The MBuf_memcpy() function works just like memcpy(), except that you specify the destination and source positions as offsets rather than using pointers. The data copying correctly handles the crossing of any and all chunk boundaries.
The MBuf_truncate() call trims a buffer back to the indicated length. If the length is short enough that one or more chunks of data are no longer needed, they will be freed.
The MBuf_setReadPos() function sets the point where the next read will occur. By default, all buffers start out with a read position of 0.
The MBuf_getReadPos() function returns the offset of the current read position within the list of all buffer chunks.
The MBuf_read() function reads data from the current read position into your buffer, up to the indicated length. The only reason you won't get the full length number of bytes would be if you had reached the end of the last chunk of data. The read position is bumped forward to point past the last byte that was returned.
The MBuf_gets() function reads a single line of data from the current read position, up to the maximum line size specified. The read position is bumped forward to the start of the next line (or the next unreturned character if the current line didn't entirely fit). The trailing newline is included in the buffer, and non-standard line-endings (such as CR+LF or just CR) are translated into the unix standard (NL).
The MBuf_getc() function is a more optimal way to read a single character at a time from the read position than it would be to use MBuf_read() directly. EOF is returned if there are no more characters, otherwise the read position is bumped forward to the next available character.
The MBuf_dataPtr() is a slightly more efficient means of reading the data back out of the buffer since it does not copy any bytes from the MBuf chunks into a separate buffer. The returned data pointer points to the current read position within the buffer. You also specify the maximum size that you want to deal with in a single piece, and the function will update this value downward as needed to fit within the current data chunk. You can therefore use this just like you would a read function with the only caveat being that you might get as few as 1 character at a time, depending on how big the chunks are and how much data is left in the current chunk. (Of course, if you ask for the same sized chunks of data that you put into the buffer, you don't have to worry about this.)
The MBuf_dataPtrAt() works much the same as MBuf_dataPtr() does except that you specify the offset for the pointer's position, and the read position is not affected at all. The length value (if specified) may be adjusted downward to indicate how many bytes are actually available at the indicated position. Feel free to specify a NULL pointer for the length if you either don't need more than a single byte or if you know how many bytes are already available at the requested position.

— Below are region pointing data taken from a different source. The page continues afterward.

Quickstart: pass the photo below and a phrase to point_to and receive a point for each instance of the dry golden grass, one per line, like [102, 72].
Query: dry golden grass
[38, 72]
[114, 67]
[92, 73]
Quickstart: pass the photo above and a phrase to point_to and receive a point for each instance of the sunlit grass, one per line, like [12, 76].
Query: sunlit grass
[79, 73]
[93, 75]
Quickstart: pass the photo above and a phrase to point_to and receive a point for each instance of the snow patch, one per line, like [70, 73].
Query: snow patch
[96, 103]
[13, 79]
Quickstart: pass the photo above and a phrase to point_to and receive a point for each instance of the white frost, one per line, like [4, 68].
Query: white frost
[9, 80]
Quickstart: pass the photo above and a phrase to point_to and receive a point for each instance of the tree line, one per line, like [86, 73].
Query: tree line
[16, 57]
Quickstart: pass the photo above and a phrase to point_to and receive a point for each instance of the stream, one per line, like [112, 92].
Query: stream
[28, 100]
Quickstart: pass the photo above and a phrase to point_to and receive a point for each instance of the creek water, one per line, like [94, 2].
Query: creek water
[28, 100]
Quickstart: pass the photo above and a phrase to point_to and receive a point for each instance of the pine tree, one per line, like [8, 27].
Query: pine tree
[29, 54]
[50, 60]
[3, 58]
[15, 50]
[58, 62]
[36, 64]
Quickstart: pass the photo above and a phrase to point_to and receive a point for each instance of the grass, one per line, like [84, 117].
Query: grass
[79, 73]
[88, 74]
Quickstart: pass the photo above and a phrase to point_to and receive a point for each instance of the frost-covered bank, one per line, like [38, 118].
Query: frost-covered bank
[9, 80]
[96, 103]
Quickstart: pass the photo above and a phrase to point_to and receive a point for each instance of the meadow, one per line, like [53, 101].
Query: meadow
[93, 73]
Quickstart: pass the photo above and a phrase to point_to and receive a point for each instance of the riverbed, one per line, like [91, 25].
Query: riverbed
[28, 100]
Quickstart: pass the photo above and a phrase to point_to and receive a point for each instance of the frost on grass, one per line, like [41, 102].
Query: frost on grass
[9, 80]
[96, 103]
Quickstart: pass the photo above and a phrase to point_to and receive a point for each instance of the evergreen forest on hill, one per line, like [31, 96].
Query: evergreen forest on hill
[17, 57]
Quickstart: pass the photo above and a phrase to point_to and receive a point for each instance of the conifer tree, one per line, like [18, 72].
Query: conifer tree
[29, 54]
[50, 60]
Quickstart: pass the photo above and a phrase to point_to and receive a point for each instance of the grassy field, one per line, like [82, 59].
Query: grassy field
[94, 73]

The MBuf_appendMBuf() function takes all the chunks of data from another MBuf and appends them to the tail of our buffer-chunk list. The MBuf that gives up its chunks is destroyed in the process.
The MBuf_appendBuffer() function takes a chunk of malloc'ed memory (as indicated by its pointer, used length, and allocated length) and puts it onto the tail of the list of buffer chunks. You can specify 0 for the allocated length if the buffer does not have any extra space allocated.
The MBuf_prependBuffer() function takes a chunk of malloc'ed memory (as indicated by its pointer and length) and puts it onto the head of the list of buffer chunks. The read position and size are updated appropriately.
The MBuf_toBuffer() function turns an MBuf into a simple malloced buffer. If the MBuf had multiple chunks, they are collapsed into a single buffer. If there was only one chunk and you passed in an int pointer for the allocated size to be returned to you (as opposed to a NULL), the single buffer is left with its extra space intact -- otherwise any unused space it returned to the malloc pool.